- Read the original article on Water & Wastewater Asia.
India’s northern state of Punjab is known as the country’s breadbasket, due to its groundwater which flows down from the Himalayas. Much of that water, however, is contaminated with naturally occurring arsenic and iron.
People who rely on well water in rural areas, especially poorer members of the local communities, are at risk of arsenic poisoning from drinking the contaminated water.
“The long-term impact of drinking arsenic water can be deadly, and the problem has been a pressing concern in Punjab for many years,” Prof Pradeep said. “As we expanded the reach of our activities, we found that in several regions there are other contaminants too such as manganese, chromium and uranium.”
Prof Pradeep and his team discovered the processes for utilising nanomaterials, in which nanoparticles of metals, such as silver, can break down pesticide molecules.
“This is a process called reductive dehalogenation, which led to the discovery of utilising nanomaterials in practical drinking water filters,”he said.
Based on his research, these metal nanoparticles could be used to disrupt bonds that bind and transport arsenic in the groundwater. This separation provided a means to purify groundwater at a low cost, reaching millions of impacted households.
In 2020, more than 80 purification units using his technology have been installed in Punjab, providing arsenic-free drinking water to about 150,000 people. The purifiers are also in use in other states, including Uttar Pradesh, Bihar and west Bengal, transforming contaminated water to clean drinking water for more than 7.5 million people.
Features of filtration system
In remote areas, this technology is even more advantageous because it does not require electricity.
Prof Pradeep added:
“Our water purifier works by using advanced nanomaterials. These materials, although composed of nanoparticles, appear like black sand.”
The arsenic and iron removal technology is due to new materials which remove the different forms of arsenic present in groundwater at equal efficiency.
“The contaminated water passes through the filter, which traps the arsenic, iron, uranium, and other contaminants.

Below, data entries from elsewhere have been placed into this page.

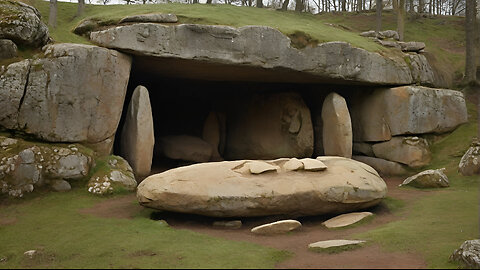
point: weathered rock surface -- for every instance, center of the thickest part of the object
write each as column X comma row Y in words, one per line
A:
column 363, row 148
column 334, row 243
column 337, row 127
column 151, row 18
column 412, row 46
column 428, row 179
column 262, row 123
column 26, row 165
column 470, row 162
column 282, row 226
column 412, row 151
column 116, row 175
column 184, row 147
column 228, row 189
column 8, row 49
column 81, row 103
column 407, row 110
column 228, row 224
column 21, row 23
column 468, row 255
column 346, row 219
column 12, row 84
column 138, row 137
column 85, row 27
column 257, row 46
column 382, row 166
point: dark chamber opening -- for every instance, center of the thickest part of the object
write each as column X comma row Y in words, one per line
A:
column 181, row 101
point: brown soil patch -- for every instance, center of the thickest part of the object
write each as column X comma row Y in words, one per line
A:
column 369, row 256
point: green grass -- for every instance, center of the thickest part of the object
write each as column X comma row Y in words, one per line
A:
column 68, row 239
column 439, row 223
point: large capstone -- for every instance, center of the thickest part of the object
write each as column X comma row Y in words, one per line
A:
column 262, row 48
column 337, row 127
column 407, row 110
column 229, row 188
column 21, row 23
column 268, row 126
column 74, row 94
column 137, row 133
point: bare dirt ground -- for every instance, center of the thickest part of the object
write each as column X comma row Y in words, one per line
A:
column 369, row 256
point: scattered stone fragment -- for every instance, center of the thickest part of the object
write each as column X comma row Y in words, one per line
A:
column 151, row 18
column 282, row 226
column 346, row 219
column 470, row 162
column 428, row 179
column 468, row 255
column 230, row 224
column 61, row 185
column 293, row 165
column 313, row 165
column 30, row 253
column 258, row 167
column 114, row 176
column 323, row 245
column 8, row 49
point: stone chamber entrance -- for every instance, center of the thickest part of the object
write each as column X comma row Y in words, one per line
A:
column 210, row 112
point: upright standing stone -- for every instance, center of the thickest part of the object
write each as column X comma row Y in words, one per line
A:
column 137, row 133
column 337, row 127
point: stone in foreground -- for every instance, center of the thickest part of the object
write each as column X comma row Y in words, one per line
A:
column 470, row 162
column 282, row 226
column 345, row 219
column 229, row 189
column 334, row 243
column 428, row 179
column 468, row 255
column 382, row 166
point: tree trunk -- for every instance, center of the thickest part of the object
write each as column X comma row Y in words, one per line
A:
column 421, row 6
column 470, row 66
column 52, row 17
column 401, row 19
column 379, row 16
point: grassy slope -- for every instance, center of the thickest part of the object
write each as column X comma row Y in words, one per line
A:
column 439, row 223
column 52, row 224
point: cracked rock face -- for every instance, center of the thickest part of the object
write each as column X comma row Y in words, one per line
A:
column 24, row 166
column 260, row 47
column 407, row 110
column 21, row 23
column 229, row 188
column 74, row 94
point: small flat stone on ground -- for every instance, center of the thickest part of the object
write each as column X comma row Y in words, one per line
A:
column 228, row 224
column 346, row 219
column 258, row 167
column 310, row 164
column 293, row 165
column 334, row 243
column 282, row 226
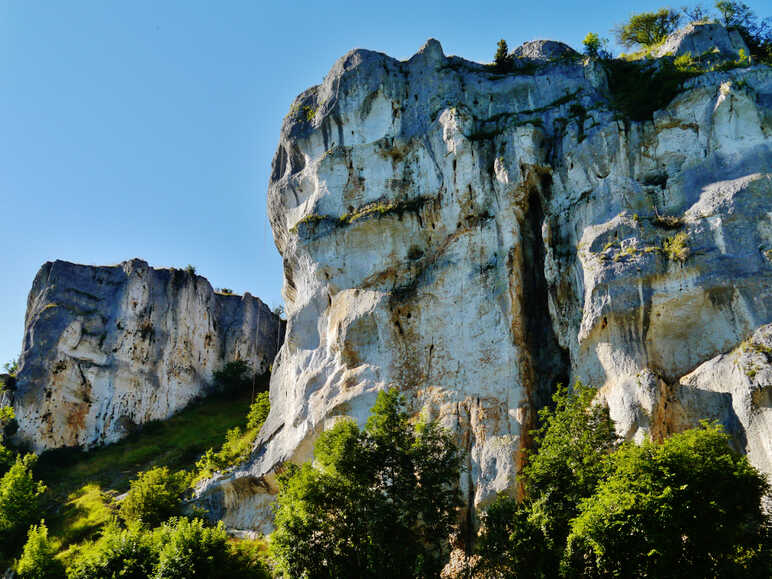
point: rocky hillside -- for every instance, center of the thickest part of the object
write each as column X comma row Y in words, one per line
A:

The system is low-cost because it does not use expensive materials or membranes, and it does not require electricity, which makes it ideal for use in rural areas.”
The system can be operated continuously with only two 15-minute maintenance procedure, once a month, and it produces less wastewater than treatment with alternate methods such as reverse osmosis (RO), according to him.
For Prof Pradeep, his work is driven by a belief in the vital importance of clean water technologies for the poor and the need for low-cost solutions that can be operated continuously with minimal maintenance.
The VinFuture Special Prize
The VinFuture prize award by the VinFuture Foundation was held on 20 Dec 2022 in Hanoi, Vietnam to celebrate scientific breakthroughs that contribute to global recovery and post-pandemic restructuring. Prof Pradeep was the recipient for the US$500,000 Special Prize for innovators from developing countries.
He plans to continue his water purification research and expand his team’s reach to more communities across the country. Pro Pradeep founded the International Centre for Clean Water with the objective of building a water-secure world. The incubated companies have already set up water sensor networks across the country, as part of the government programmes. In the next 10 years, it is expected that over 100 million water sensor networks will be deployed cumulatively at homes and in treatment plants. He also co-founded seven companies around advanced materials, capacitive deionisation, atmospheric water harvesting, and advanced sensors.